Any comment on this?

On Fri, Oct 25, 2013 at 11:32:10AM +0200, Vasilis Liaskovitis wrote:
> This patch adds a _PXM object to seabios CPU objects. The _PXM value is derived
> from CPU SRAT entries, so build_ssdt needs to be called after build_srat for
> this to work.
> 
> The motivation for this patch is a CPU hot-unplug/hot-plug bug observed when
> using seabios and a 3.11 linux guest kernel on a multi-NUMA node qemu/kvm VM.
> The linux guest kernel parses the SRAT CPU entries at boot time and stores them
> in the array __apicid_to_node. When a CPU is hot-removed, the linux guest kernel
> resets the removed CPU's __apicid_to_node entry to NO_NUMA_NODE (kernel commit
> c4c60524). When the removed cpu is hot-added again, the linux kernel looks up
> the hot-added cpu object's _PXM  value instead of somehow re-using the SRAT
> entry info (acpi_map_cpu2node calls acpi_get_node which calls acpi_get_pxm). If
> the _PXM value is not found, the CPU is assumed to be on node 0, and it is
> hot-plugged in the wrong NUMA node.
> 
> Which is the preferred OSPM way of looking up a CPU's proximity info at hotplug
> time? Is it the CPU object's _PXM value, or the already-parsed CPU SRAT entry?
> Or maybe both ways are valid?
> 
> This issue may require a kernel fix alternatively or additionally to the seabios
> fix: The kernel can save the originally parsed SRAT entry info somewhere before
> it resets it at hot-remove time, and use that info on hot-plug time if the _PXM
> value is missing for the hot-plugged CPU BIOS object.
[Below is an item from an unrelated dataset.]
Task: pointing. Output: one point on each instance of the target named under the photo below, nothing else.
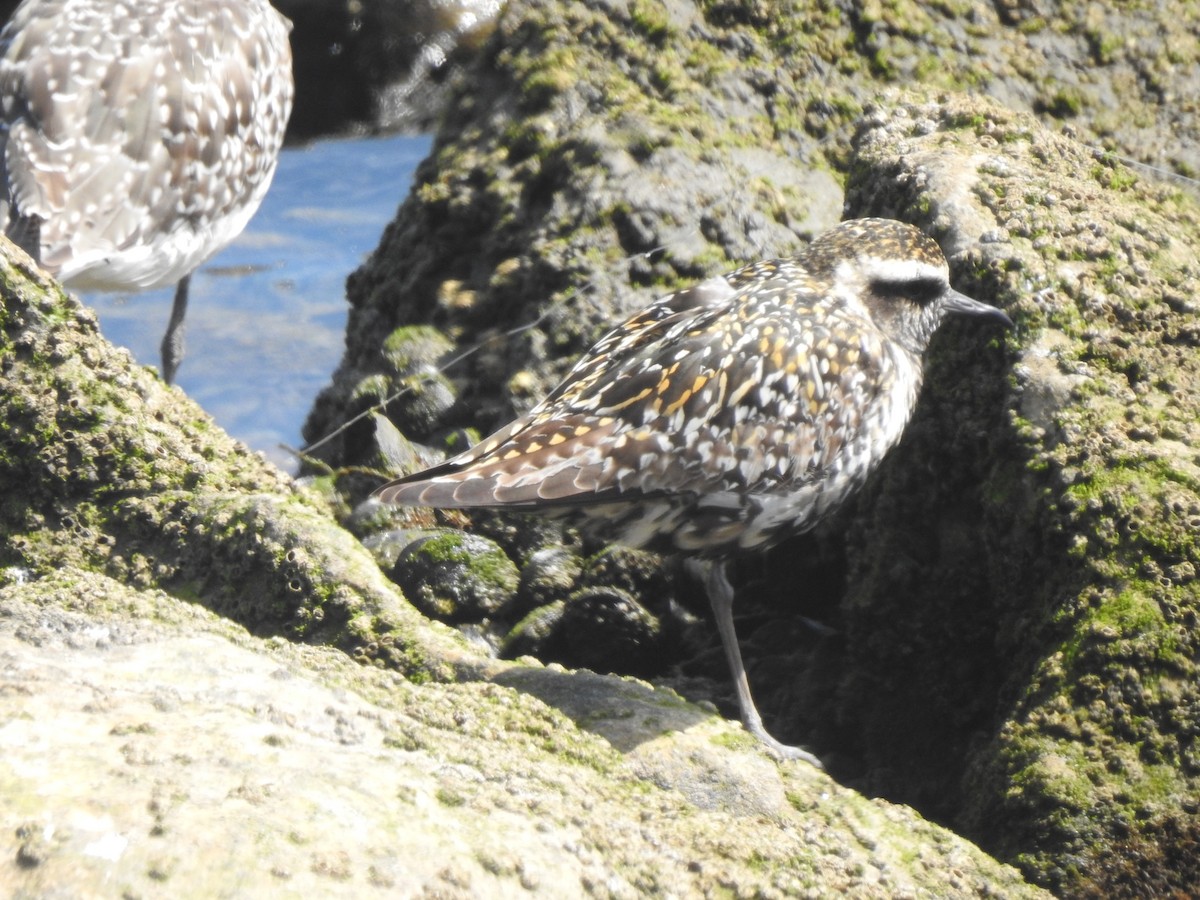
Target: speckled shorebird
(138, 137)
(729, 415)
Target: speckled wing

This way CPU hot-plug
> works well against a BIOS with no CPU _PXM info.
> 
> Any comments / thoughts are welcome.
> ---
>  src/fw/acpi.c        |    8 +++++++-
>  src/fw/ssdt-proc.dsl |    2 ++
>  2 files changed, 9 insertions(+), 1 deletion(-)
> 
> diff --git a/src/fw/acpi.c b/src/fw/acpi.c
> index 8de24c9..85c04fd 100644
> --- a/src/fw/acpi.c
> +++ b/src/fw/acpi.c
> @@ -23,6 +23,7 @@
>  #include "src/fw/acpi-dsdt.hex"
>  
>  u32 acpi_pm1a_cnt VARFSEG;
> +struct srat_processor_affinity *cpu;
>  
>  static void
>  build_header(struct acpi_table_header *h, u32 sig, int len, u8 rev)
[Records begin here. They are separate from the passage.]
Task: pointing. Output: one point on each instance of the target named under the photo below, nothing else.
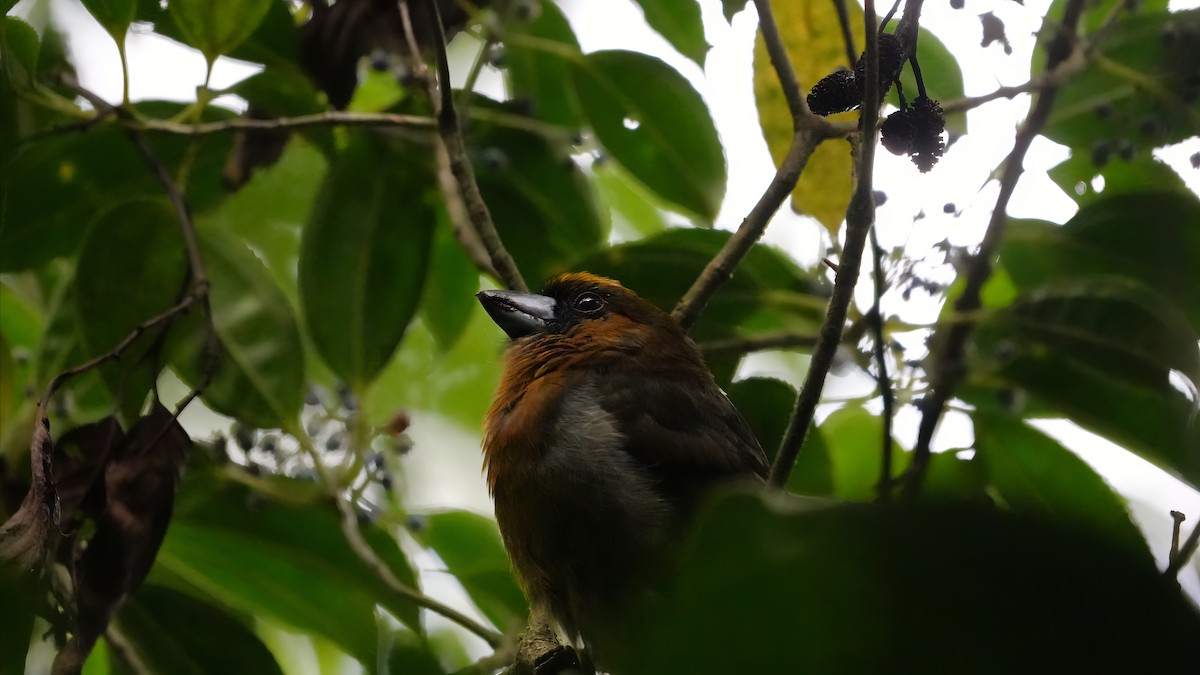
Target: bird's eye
(588, 303)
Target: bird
(606, 432)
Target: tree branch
(948, 352)
(450, 135)
(859, 216)
(808, 132)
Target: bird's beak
(519, 314)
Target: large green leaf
(541, 202)
(469, 544)
(217, 28)
(856, 449)
(541, 75)
(1147, 236)
(283, 561)
(678, 22)
(131, 268)
(114, 15)
(765, 587)
(1036, 476)
(172, 632)
(655, 124)
(63, 181)
(364, 257)
(258, 376)
(1140, 89)
(1114, 322)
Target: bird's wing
(683, 422)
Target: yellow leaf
(814, 45)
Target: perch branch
(859, 217)
(949, 351)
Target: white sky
(161, 69)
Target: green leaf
(114, 297)
(18, 45)
(543, 75)
(678, 22)
(767, 405)
(1078, 174)
(1036, 476)
(769, 293)
(114, 15)
(270, 210)
(815, 48)
(541, 202)
(65, 180)
(283, 561)
(942, 75)
(258, 375)
(449, 297)
(1137, 91)
(469, 544)
(948, 589)
(172, 632)
(856, 451)
(732, 7)
(628, 201)
(1145, 236)
(364, 256)
(655, 124)
(1115, 323)
(217, 28)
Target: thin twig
(948, 351)
(881, 372)
(808, 132)
(736, 346)
(1183, 555)
(847, 35)
(450, 133)
(361, 548)
(859, 216)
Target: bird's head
(593, 311)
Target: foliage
(336, 303)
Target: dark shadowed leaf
(471, 547)
(364, 257)
(288, 562)
(258, 374)
(139, 494)
(678, 22)
(217, 28)
(767, 405)
(175, 633)
(132, 267)
(655, 124)
(1150, 237)
(859, 589)
(540, 75)
(1036, 476)
(114, 15)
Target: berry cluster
(916, 131)
(844, 89)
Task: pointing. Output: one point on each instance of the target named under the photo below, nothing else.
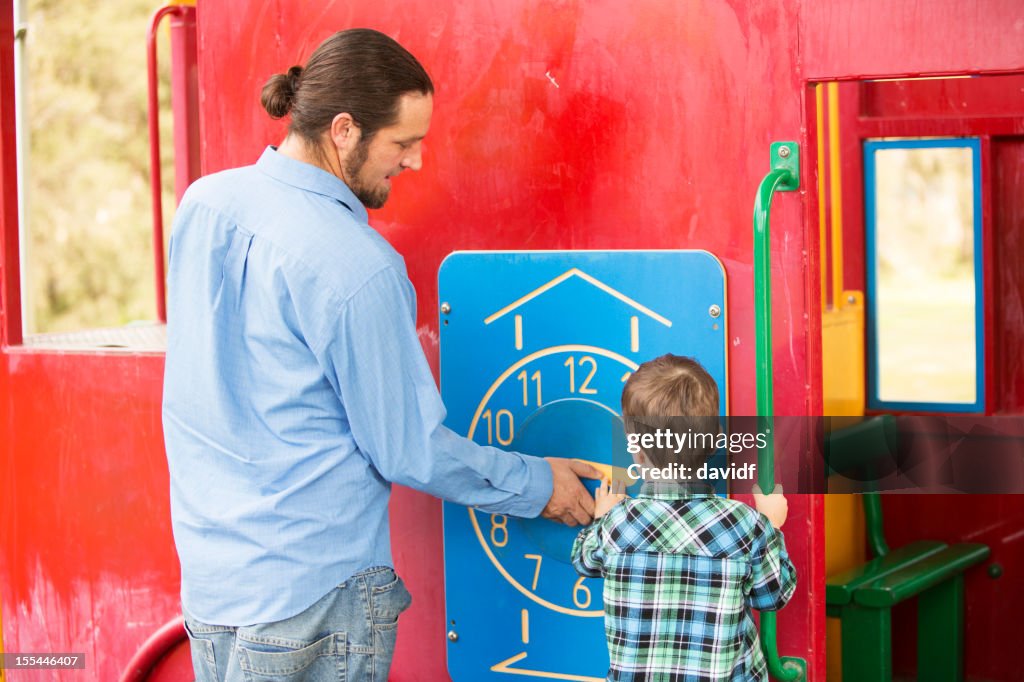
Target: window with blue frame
(923, 251)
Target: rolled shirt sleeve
(373, 357)
(588, 551)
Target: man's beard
(371, 197)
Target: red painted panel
(1008, 187)
(567, 125)
(86, 558)
(993, 606)
(871, 38)
(10, 297)
(991, 95)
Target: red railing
(184, 103)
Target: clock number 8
(499, 527)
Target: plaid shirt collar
(673, 489)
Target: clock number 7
(536, 378)
(585, 386)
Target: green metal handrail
(784, 176)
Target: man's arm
(373, 357)
(588, 552)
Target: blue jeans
(347, 636)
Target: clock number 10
(585, 388)
(501, 426)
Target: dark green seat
(863, 597)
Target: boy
(682, 567)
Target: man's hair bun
(279, 93)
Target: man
(296, 390)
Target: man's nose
(414, 160)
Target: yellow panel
(843, 356)
(843, 391)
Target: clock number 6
(578, 589)
(585, 386)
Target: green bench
(863, 597)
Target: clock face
(535, 348)
(552, 402)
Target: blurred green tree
(87, 192)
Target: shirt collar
(671, 489)
(306, 176)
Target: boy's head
(674, 394)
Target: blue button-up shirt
(296, 392)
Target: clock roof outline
(577, 272)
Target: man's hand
(773, 506)
(569, 503)
(607, 497)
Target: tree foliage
(88, 206)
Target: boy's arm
(773, 578)
(588, 551)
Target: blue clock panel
(535, 348)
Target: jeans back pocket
(324, 661)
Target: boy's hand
(569, 503)
(773, 506)
(606, 497)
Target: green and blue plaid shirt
(682, 569)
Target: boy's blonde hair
(675, 393)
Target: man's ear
(345, 133)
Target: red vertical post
(184, 98)
(10, 286)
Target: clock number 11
(536, 378)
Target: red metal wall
(564, 125)
(558, 124)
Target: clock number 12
(585, 388)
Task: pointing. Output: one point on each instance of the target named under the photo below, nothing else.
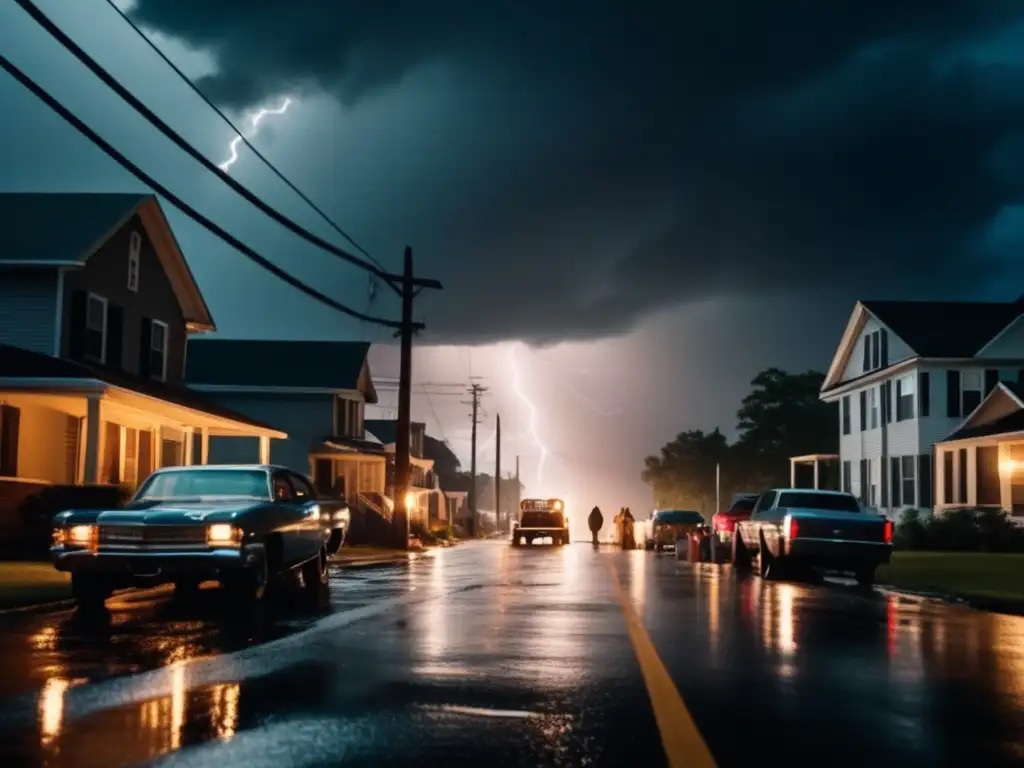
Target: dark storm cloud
(696, 148)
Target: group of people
(623, 522)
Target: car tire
(90, 592)
(865, 578)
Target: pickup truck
(819, 529)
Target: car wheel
(865, 577)
(90, 592)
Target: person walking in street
(595, 521)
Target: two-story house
(96, 303)
(906, 375)
(428, 507)
(316, 390)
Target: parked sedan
(242, 525)
(823, 529)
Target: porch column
(92, 433)
(189, 449)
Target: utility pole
(475, 391)
(409, 289)
(498, 475)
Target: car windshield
(204, 483)
(810, 500)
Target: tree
(783, 417)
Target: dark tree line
(780, 418)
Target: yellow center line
(684, 745)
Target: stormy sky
(635, 205)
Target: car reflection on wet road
(482, 654)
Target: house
(981, 464)
(427, 507)
(316, 390)
(96, 303)
(905, 375)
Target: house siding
(105, 273)
(898, 350)
(306, 419)
(28, 308)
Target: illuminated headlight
(223, 535)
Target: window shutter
(952, 394)
(143, 348)
(115, 334)
(991, 379)
(10, 420)
(925, 480)
(885, 482)
(76, 326)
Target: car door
(313, 527)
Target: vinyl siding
(306, 419)
(898, 350)
(28, 308)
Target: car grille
(152, 537)
(868, 530)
> @@ -244,6 +245,7 @@ encodeLen(u8 *ssdt_ptr, int length, int bytes)
>  #define PROC_OFFSET_CPUHEX (*ssdt_proc_name - *ssdt_proc_start + 2)
>  #define PROC_OFFSET_CPUID1 (*ssdt_proc_name - *ssdt_proc_start + 4)
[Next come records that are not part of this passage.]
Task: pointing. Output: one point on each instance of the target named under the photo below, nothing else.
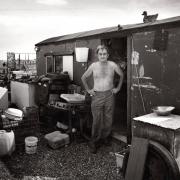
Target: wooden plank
(137, 158)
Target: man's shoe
(92, 148)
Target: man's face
(102, 55)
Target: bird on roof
(149, 18)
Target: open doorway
(118, 54)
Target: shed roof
(106, 30)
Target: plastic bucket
(31, 144)
(7, 142)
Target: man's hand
(91, 92)
(115, 90)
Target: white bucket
(31, 144)
(7, 142)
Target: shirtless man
(102, 93)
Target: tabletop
(171, 122)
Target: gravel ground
(73, 162)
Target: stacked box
(56, 139)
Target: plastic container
(31, 144)
(7, 142)
(56, 139)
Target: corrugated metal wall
(79, 68)
(155, 70)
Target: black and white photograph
(89, 90)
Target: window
(49, 64)
(60, 64)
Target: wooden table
(162, 129)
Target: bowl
(163, 110)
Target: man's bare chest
(103, 71)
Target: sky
(23, 23)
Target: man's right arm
(84, 77)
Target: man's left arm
(121, 74)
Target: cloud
(52, 2)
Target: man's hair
(102, 47)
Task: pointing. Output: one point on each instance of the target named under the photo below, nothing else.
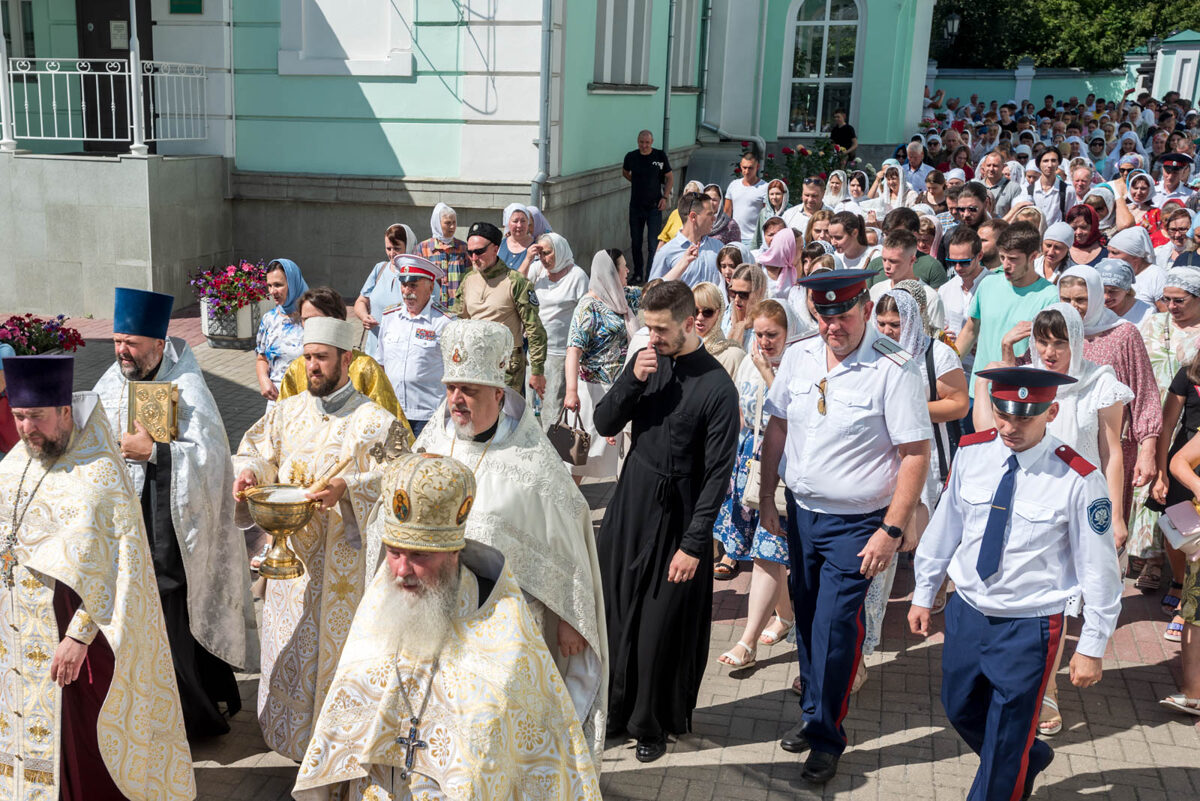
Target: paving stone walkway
(1117, 742)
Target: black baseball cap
(487, 230)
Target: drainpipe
(543, 142)
(666, 95)
(702, 107)
(138, 145)
(7, 142)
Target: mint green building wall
(600, 128)
(348, 125)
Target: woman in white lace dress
(1090, 416)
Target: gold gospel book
(156, 404)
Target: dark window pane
(804, 108)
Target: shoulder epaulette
(1074, 461)
(894, 353)
(978, 437)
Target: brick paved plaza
(1117, 742)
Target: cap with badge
(409, 266)
(838, 290)
(426, 499)
(342, 335)
(142, 313)
(487, 230)
(41, 380)
(1024, 391)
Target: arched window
(823, 64)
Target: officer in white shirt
(849, 417)
(1024, 530)
(408, 339)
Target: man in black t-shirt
(843, 134)
(649, 173)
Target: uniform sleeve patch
(1099, 515)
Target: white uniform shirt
(1059, 540)
(412, 356)
(846, 462)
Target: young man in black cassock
(655, 541)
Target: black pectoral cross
(411, 745)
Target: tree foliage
(1085, 34)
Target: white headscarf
(606, 285)
(409, 238)
(1099, 318)
(564, 259)
(439, 211)
(912, 329)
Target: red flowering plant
(34, 335)
(228, 289)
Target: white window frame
(856, 82)
(635, 70)
(295, 31)
(17, 29)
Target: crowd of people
(981, 356)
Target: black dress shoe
(651, 750)
(795, 740)
(820, 768)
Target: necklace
(7, 558)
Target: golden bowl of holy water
(281, 510)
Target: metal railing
(91, 100)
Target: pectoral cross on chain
(411, 744)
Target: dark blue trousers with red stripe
(828, 592)
(994, 675)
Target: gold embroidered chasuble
(499, 723)
(306, 619)
(83, 528)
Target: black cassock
(203, 679)
(684, 444)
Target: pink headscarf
(781, 253)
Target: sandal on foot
(1150, 578)
(771, 638)
(1181, 703)
(731, 660)
(1049, 724)
(1171, 600)
(725, 570)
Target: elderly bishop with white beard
(528, 507)
(445, 688)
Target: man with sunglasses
(1176, 167)
(493, 291)
(847, 410)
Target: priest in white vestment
(89, 710)
(528, 509)
(306, 619)
(445, 688)
(199, 555)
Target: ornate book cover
(156, 404)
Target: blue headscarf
(297, 284)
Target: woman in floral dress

>  #define PROC_OFFSET_CPUID2 (*ssdt_proc_id - *ssdt_proc_start)
> +#define PROC_OFFSET_CPUPXM (*ssdt_proc_pxm - *ssdt_proc_start)
>  #define PROC_SIZEOF (*ssdt_proc_end - *ssdt_proc_start)
>  #define PROC_AML (ssdp_proc_aml + *ssdt_proc_start)
>  
> @@ -372,6 +374,7 @@ build_ssdt(void)
>      *(ssdt_ptr++) = '_';
>  
>      // build Processor object for each processor
> +    struct srat_processor_affinity *core = cpu;
>      int i;
>      for (i=0; i<acpi_cpus; i++) {
>          memcpy(ssdt_ptr, PROC_AML, PROC_SIZEOF);
> @@ -379,7 +382,9 @@ build_ssdt(void)
>          ssdt_ptr[PROC_OFFSET_CPUHEX+1] = getHex(i);
>          ssdt_ptr[PROC_OFFSET_CPUID1] = i;
>          ssdt_ptr[PROC_OFFSET_CPUID2] = i;
> +        ssdt_ptr[PROC_OFFSET_CPUPXM] = core->proximity_lo;
>          ssdt_ptr += PROC_SIZEOF;
> +        core++;
>      }
>  
>      // build "Method(NTFY, 2) {If (LEqual(Arg0, 0x00)) {Notify(CP00, Arg1)} ...}"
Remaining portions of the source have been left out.